BOSSES behind the controversial Cutacre development say heavy rain has left them facing a race against time to complete vital work before the winter sets in.

Planning permission was granted on June 21 for Harworth Estates—the property division of UK Coal — to carry out restoration work at the former mine in Over Hulton, with a view to eventually building a massive industrial and distribution complex on the land.

But work has been hit by adverse weather and efforts have been stepped up to try to get it finished before winter, when ground work will become more difficult. Stuart Ashton, planning and development manager at Harworth Estates, said: “Having received approval of the restoration plan in late June, we are racing against time and the weather to finish the restoration of the Cutacre site.

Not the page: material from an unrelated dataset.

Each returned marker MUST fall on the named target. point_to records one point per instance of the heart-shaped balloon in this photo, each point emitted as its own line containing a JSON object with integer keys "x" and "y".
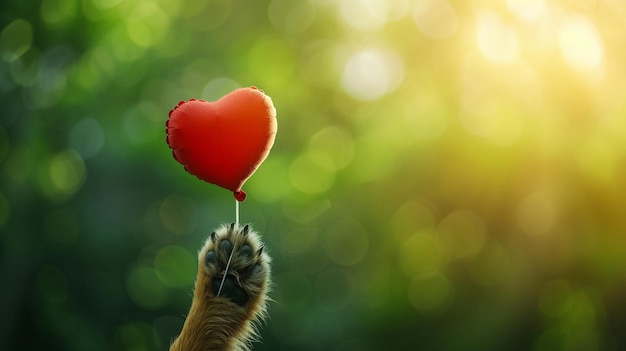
{"x": 225, "y": 141}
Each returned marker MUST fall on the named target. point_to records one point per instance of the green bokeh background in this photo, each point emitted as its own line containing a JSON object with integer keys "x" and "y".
{"x": 447, "y": 175}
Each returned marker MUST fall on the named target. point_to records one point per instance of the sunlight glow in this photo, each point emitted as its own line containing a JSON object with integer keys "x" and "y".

“We have now mobilised staff and equipment back on site to commence the final earthworks during what remains of the summer and autumn.

“We are doing quite well, but the extremely wet weather has been against us, as this is the kind of work that can only be carried out when it is dry.

“So we have to work as hard and as fast as possible whenever the rain stops, hence the increased activity to try to get the job done.”

Harworth is confident the majority of the restoration will be completed this year with landscaping work carried out in 2013.

Mr Ashton said: “Cutacre has the potential to be the premier industrial and logistics location servicing the North West and could create several thousand jobs.”

Cutacre has been the subject of years of wrangling because residents were told that it would be restored to a country park after coal mining finished in April last year.

The 212-acre industrial estate will be surrounded by 580 acres of recreational land and Bolton Town Hall bosses say it could create between 2,000 and 3,000 jobs.

Mr Harworth added: “Harworth Estates takes very seriously its commitment to keeping emissions and noise to a minimum and we monitor these constantly to ensure we remain within permitted levels.”